Riot Victim Widow Ann Dorn Makes Devastating Appeal: ‘This Isn’t a Video Game’

'I relive that horror in my mind every single day...'

The widow of slain St. Louis police veteran David Dorn devastated viewers by telling his story on the fourth and final night of the Republican National Convention.

Her poignant story captured the emotions even of Meghan McCain, whose mother spoke at the Democratic convention last week on behalf of longtime family friend Joe Biden.

But many others responded the same way, saying that Dorn’s speech was a “tipping point,” and even that it was the nail in the coffin for Joe Biden’s campaign.

Dorn’s story has been something of a rallying cry for the Right in the face of race riots that claim to be advancing the singular precept that “black lives matter.”

But instead, the riots have only compounded death and destruction within the black community and seem more catered toward a cynical political outcome than for any genuine social-justice causes.

As an African American and a 38-year law-enforcement veteran, Dorn represented both sides in the current divide over law-and-order versus alleged police brutality and systemic racism.

But with nary a mention of the racial politics, his wife delivered a heart-rending, gut-wrenching account of his final night.

It was not uncommon for Dorn to respond at any hour when an alarm went off at the pawn shop owned by his lifelong friend. Most of them were false alarms, said his wife.

But “the alarm that went off the morning of June 2 was for real, she said, as the city was consumed by rioting a few days following the death of George Floyd in Minneapolis while in police custody.

Ann Dorn worked with the same police force that her husband had only recently retired from after 38 years.

“I was keenly aware of the rioting and spent the evening getting ready to mobilize support,” she said.

But she returned home and had gone to sleep by time the call came.

“This time, he didn’t wake me up to tell me,” she said. “He probably knew I would have stopped him.”

Horrifically, Dorn’s sleazy assailants showed no regard for humanity—not even an upstanding member of their community. They not only murdered him, but broadcast the event on social media.

“They shot and killed David in cold blood and then live streamed his execution and his last moments on earth,” Ann Dorn said.

To make matters worse, David’s grandson happened to see the broadcast in real time, “not realizing he was watching his own grandfather,” she added. 

As a new crop of rioting threatened to consume Kenosha, Wisc., a picturesque lakefront town halfway between Milwaukee and Chicago, Dorn made an appeal to those who were taking to the streets to perpetuate the senseless violence.

“I relive that horror in my mind every single day,” she said.

“My hope is that having you relive it now will help shake this country from this nightmare,” she continued. “This isn’t a video game where you can commit mayhem and then just hit reset and bring all the characters back to life. David’s never coming back to me. He was murdered by people who just didn’t know and didn’t care.”

She also rejected the Left’s notion that the best solution was to defund the police.

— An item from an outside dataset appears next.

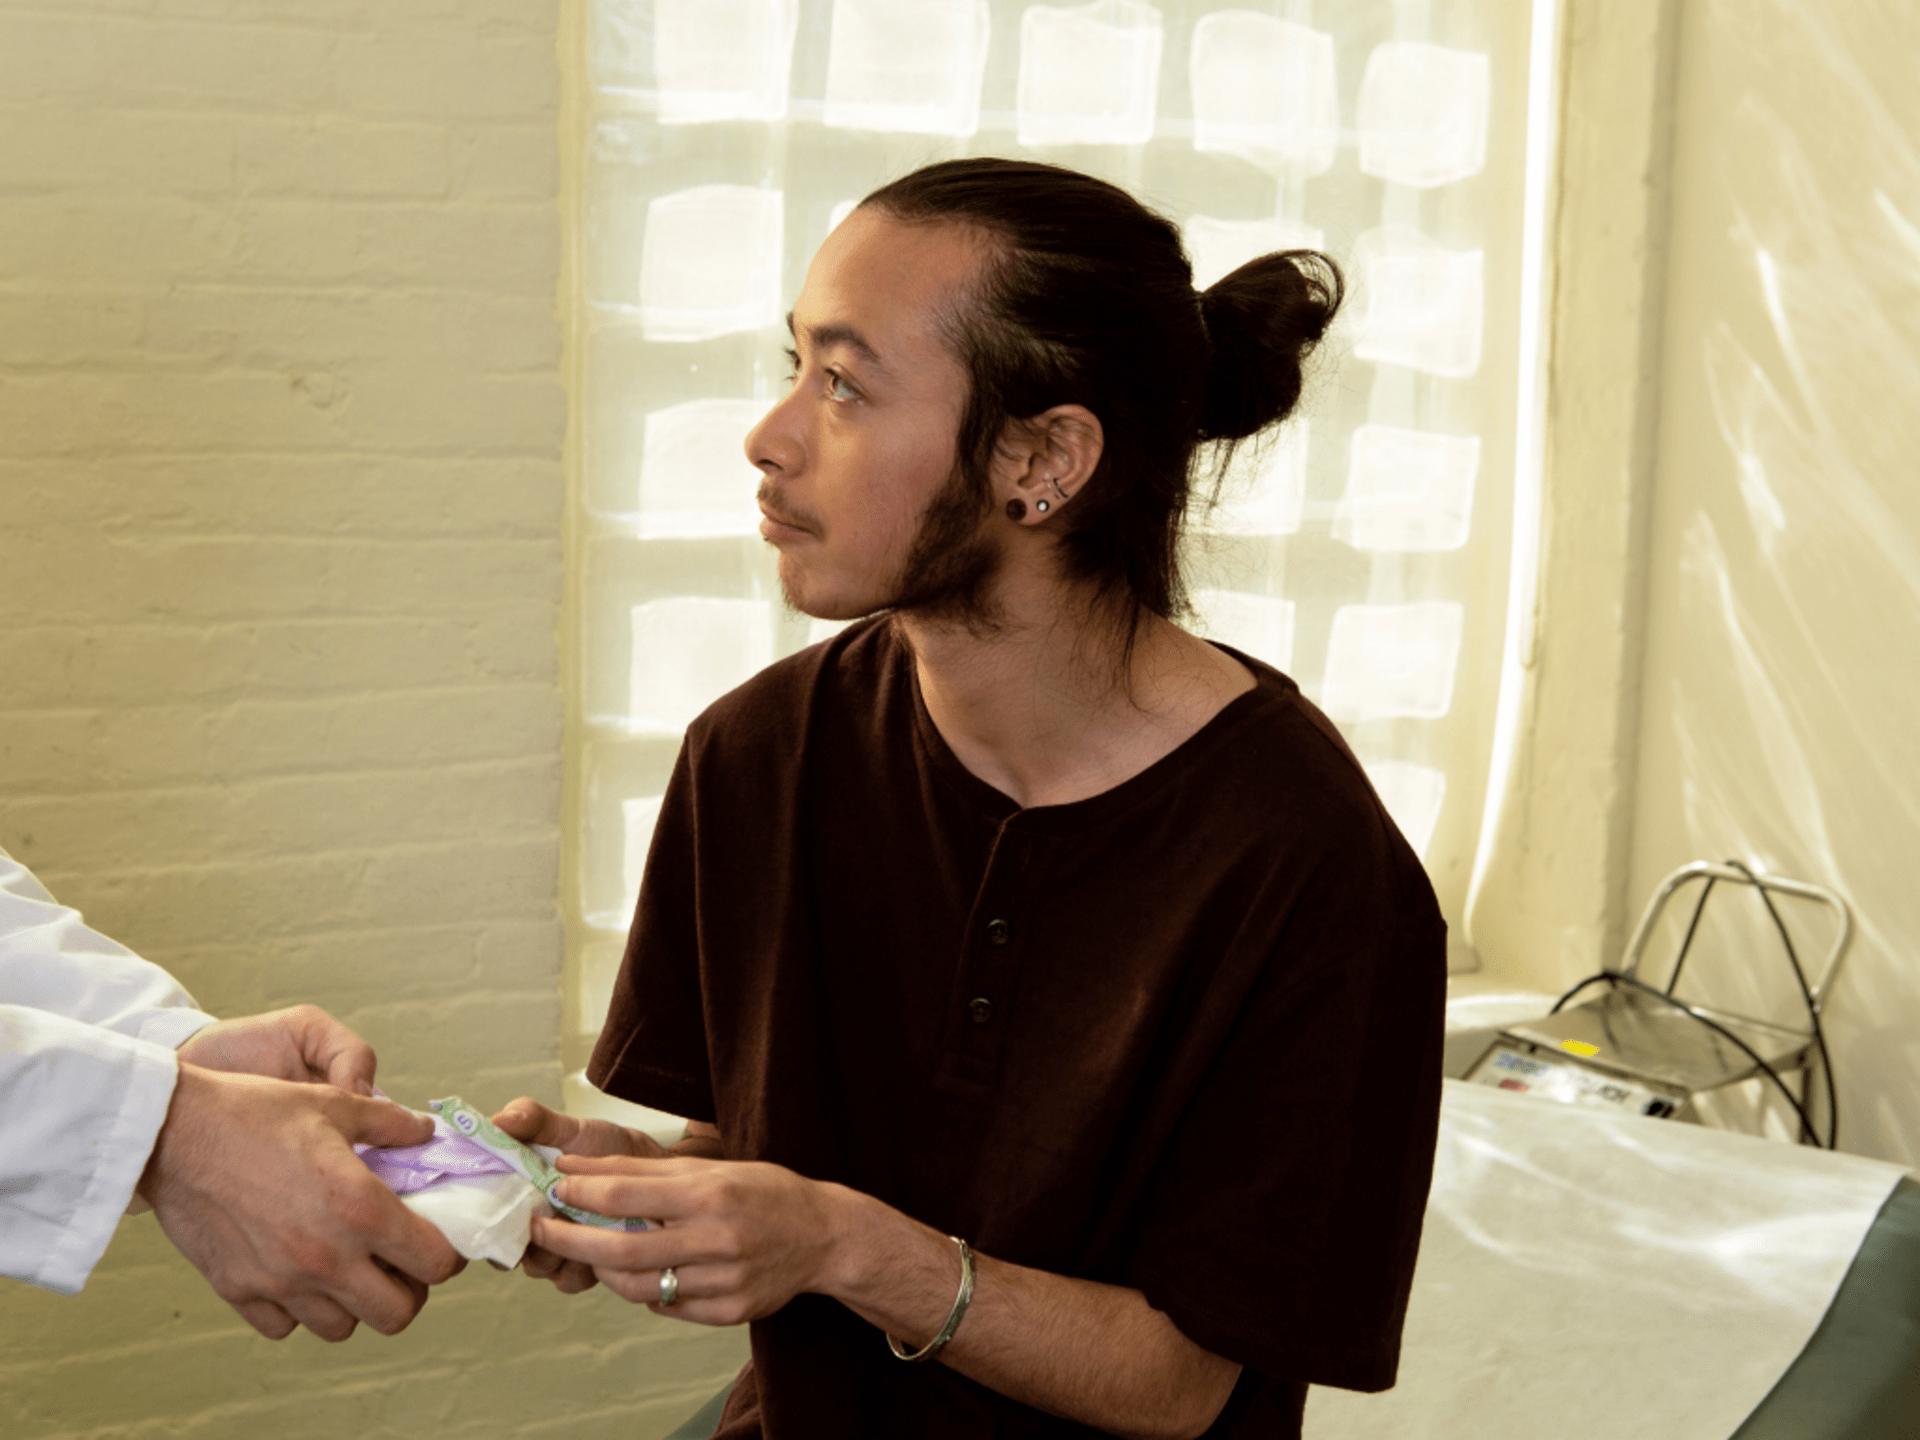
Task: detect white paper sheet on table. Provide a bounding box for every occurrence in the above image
[1307,1079,1907,1440]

We cannot heal amid devastation and chaos,” she said. “President Trump knows we need more Davids in our community, not fewer.”

Dorn’s was not the only speech of the convention’s final night to tug at the emotional heart strings.

Carl and Marsha Mueller, the parents of murdered ISIS hostage Kayla Mueller, spoke of their harrowing ordeal and of being abandoned by the Obama administration, saying that if Trump had been president Kayla would still be alive.

But continuing on a note of hope and optimism, particularly for bridging racial differences, Trump also featured Housing and Urban Development Secretary Ben Carson and recently freed inmate Alice Johnson, both of whom shared their inspiring stories of rising up through faith and determination to triumph over adversity.